Although taselisib is an alpha-specific agent, it still exerts some delta and gamma effects, which may account for the off-target effects (ie, toxicity) seen with the regimen. In the future, we look forward to development of agents that are more precisely alpha-specific or strategies that may render PI3 kinase inhibition less toxic.
Question
Were there any other breast cancer studies reported at the 2018 ASCO Annual Meeting that you found to be of particular interest/importance? Are there any ongoing studies that you think will yield important results for practitioners?
Answer
There was a small signal-finding trial9 of a PARP inhibitor in development, talazoparib,10 that was given to patients with early BRCA-mutated breast cancer as an oral neoadjuvant regimen without chemotherapy. Results were provocative in that after 6 cycles, about 50% of patients achieved a pathologic complete response with daily oral talazoparib and without chemotherapy. The regimen was associated with some toxicities, including bone marrow suppression that required dose reductions or transfusions. Nevertheless, this study was another promising proof of concept about the use of a single, very targeted agent for this population of breast cancer patients with BRCA mutation.
The RESPECT11 and PERSEPHONE12 trials paralleled the theme of de-escalating therapy in patients with HER2-positive breast cancer. The RESPECT trial,11 which looked at elderly patients between 70 and 80 years of age, demonstrated excellent (> 90%) 3-year disease-free survival (DFS) with trastuzumab alone or in combination with chemotherapy. In real life practice, clinicians will encounter patients who are unfit for chemotherapy, refuse it, or want to discontinue it. This trial gives us a degree of comfort that trastuzumab alone will still provide significant benefit in those situations.

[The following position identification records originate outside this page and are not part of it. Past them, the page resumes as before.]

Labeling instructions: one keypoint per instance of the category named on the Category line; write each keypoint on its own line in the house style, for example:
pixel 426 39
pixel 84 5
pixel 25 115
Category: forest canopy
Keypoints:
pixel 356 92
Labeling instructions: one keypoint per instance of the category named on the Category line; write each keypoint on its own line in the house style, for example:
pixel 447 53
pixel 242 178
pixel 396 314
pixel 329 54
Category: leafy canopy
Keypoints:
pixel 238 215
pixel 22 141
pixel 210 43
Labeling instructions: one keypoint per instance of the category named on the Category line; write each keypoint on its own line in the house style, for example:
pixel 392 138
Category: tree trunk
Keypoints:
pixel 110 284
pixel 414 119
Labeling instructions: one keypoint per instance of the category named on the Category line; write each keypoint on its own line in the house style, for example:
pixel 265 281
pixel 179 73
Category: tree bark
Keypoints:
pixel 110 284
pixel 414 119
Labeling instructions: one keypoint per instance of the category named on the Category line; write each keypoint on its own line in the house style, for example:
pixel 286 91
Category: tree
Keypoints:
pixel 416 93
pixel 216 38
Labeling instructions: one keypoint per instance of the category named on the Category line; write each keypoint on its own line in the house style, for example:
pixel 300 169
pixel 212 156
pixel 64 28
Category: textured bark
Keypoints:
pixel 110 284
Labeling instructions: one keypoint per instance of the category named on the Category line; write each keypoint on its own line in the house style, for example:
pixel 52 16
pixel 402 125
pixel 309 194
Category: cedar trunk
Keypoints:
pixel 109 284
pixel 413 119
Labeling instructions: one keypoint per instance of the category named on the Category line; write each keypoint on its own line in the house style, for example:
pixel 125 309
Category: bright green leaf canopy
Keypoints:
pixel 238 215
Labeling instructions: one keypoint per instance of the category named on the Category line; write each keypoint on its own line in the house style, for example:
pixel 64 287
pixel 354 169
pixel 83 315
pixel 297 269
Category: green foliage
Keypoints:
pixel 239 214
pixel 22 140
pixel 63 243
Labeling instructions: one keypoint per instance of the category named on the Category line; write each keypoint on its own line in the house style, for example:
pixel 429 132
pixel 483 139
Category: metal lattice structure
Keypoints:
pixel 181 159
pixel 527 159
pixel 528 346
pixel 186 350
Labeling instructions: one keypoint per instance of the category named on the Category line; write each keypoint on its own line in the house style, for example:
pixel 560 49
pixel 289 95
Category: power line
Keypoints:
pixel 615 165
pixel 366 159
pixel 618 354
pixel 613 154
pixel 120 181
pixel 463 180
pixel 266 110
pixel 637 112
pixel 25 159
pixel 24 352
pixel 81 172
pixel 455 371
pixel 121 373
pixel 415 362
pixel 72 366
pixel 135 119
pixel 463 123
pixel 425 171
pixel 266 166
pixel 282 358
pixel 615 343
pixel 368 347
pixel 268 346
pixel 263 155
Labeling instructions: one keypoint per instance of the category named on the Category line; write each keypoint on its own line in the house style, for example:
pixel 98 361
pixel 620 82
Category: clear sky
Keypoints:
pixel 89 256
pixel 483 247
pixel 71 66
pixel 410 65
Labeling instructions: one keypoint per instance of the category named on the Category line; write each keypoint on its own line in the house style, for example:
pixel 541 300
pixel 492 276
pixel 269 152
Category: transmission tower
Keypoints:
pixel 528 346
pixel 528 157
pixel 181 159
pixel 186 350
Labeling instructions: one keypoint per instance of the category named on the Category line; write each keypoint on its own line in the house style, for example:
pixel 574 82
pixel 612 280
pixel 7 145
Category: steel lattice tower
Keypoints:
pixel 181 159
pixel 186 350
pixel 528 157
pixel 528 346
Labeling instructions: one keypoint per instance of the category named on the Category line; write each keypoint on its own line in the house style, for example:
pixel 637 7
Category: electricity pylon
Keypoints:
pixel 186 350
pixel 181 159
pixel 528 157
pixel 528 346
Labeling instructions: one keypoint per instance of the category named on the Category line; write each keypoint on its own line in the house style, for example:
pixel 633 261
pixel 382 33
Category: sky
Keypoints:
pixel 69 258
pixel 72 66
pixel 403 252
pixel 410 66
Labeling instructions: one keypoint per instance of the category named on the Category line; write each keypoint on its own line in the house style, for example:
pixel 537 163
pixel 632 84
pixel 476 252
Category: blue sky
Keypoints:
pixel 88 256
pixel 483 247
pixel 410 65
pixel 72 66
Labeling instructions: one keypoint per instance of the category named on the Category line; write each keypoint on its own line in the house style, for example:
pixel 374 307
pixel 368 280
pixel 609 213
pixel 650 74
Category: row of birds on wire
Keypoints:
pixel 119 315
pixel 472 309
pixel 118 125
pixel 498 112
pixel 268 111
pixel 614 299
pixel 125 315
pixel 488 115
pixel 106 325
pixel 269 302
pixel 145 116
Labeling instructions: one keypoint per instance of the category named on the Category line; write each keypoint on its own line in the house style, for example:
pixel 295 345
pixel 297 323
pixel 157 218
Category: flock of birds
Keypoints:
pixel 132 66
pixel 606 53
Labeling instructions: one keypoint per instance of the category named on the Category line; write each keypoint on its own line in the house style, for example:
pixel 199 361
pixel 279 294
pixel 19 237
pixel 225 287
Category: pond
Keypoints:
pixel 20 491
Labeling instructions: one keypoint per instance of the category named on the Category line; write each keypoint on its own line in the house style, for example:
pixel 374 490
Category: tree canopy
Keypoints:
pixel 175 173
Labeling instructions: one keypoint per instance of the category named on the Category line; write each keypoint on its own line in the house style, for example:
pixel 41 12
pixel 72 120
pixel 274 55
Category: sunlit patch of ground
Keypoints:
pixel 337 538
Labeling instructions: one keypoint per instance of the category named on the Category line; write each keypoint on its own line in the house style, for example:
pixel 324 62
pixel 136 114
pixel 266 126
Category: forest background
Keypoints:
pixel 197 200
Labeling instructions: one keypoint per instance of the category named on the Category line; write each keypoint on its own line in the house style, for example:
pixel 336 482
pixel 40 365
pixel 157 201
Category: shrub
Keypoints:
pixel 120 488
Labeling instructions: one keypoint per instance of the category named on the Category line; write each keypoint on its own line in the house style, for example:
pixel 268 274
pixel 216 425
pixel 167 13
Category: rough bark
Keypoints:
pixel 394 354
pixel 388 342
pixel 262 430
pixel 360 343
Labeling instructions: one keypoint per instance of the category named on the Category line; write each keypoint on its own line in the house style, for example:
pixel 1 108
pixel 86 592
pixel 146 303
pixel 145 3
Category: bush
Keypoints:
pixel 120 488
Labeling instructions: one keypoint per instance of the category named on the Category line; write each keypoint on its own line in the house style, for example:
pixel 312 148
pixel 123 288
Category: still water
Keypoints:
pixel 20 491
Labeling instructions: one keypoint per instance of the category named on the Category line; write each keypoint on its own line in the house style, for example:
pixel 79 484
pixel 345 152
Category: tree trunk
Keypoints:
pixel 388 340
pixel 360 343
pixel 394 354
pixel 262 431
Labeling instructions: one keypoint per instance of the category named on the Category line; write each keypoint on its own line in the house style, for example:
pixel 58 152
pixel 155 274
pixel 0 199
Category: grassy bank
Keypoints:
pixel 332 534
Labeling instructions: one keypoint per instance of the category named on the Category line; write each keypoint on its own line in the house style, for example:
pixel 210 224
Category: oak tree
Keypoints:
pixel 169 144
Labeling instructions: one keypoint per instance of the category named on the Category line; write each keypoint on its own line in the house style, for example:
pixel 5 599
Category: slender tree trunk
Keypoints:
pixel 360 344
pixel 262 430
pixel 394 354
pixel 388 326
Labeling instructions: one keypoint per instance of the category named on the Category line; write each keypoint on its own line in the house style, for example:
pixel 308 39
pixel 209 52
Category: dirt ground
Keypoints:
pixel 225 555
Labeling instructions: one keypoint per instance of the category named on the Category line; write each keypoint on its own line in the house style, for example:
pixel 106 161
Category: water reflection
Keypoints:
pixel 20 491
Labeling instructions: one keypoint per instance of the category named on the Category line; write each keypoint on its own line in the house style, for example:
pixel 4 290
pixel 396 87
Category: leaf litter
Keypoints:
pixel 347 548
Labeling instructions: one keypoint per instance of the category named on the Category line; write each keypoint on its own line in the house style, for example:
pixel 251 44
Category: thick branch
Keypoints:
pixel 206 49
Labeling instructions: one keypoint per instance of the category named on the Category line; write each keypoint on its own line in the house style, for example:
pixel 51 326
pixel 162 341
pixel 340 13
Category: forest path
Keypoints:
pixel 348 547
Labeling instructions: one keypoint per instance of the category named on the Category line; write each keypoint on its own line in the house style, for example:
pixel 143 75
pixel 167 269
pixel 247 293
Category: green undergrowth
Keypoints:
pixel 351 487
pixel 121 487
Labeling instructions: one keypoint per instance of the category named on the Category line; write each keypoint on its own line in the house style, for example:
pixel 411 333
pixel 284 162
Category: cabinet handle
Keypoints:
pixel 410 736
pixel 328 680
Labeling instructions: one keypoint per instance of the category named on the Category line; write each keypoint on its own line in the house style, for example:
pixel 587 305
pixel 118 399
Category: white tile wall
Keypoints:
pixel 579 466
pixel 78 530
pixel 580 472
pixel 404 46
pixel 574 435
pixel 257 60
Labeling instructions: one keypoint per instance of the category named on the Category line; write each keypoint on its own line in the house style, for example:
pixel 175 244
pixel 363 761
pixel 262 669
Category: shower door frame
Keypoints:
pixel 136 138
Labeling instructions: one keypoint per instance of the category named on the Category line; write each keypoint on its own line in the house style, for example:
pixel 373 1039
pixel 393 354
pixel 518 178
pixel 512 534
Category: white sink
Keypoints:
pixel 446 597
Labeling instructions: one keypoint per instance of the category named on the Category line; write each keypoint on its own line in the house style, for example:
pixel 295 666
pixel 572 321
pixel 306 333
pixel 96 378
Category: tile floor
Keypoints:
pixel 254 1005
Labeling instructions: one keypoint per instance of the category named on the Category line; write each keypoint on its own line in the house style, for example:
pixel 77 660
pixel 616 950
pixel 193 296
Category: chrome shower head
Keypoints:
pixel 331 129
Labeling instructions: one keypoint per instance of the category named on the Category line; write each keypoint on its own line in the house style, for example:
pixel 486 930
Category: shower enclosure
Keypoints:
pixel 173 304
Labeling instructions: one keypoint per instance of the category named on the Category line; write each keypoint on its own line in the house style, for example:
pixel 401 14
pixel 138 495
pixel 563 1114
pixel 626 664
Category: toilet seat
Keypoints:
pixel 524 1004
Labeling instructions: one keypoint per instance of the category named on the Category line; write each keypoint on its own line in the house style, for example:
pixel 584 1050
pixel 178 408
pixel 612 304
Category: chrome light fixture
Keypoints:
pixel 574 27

Similarly, the PERSEPHONE trial12 examined the question of duration of adjuvant trastuzumab therapy: 6 months vs 12 months. Although the results were not necessarily practice changing, outcomes were noninferior after 6 months compared with 12 months. The longer, full year regimen appeared to be superior in those with HR-negative breast cancer, in those who received taxanes without anthracyclines, and in those who received neoadjuvant chemotherapy. As practitioners, we should encourage those patients to persist with the full year of adjuvant trastuzumab treatment. However, for the overall population, we now understand that the diminution in DFS with 6 months of treatment (vs 1 year) is about 2% to 3%, which may be acceptable to some patients, especially if they experience significant toxicity, encounter cost issues due to their health insurance coverage, or encounter other challenges that make continued treatment difficult.
In conclusion, although many studies of targeted therapies in breast cancer fail, there are successes and each helps us come closer to the goal of offering regimens that omit chemotherapy or delay it without sacrificing efficacy.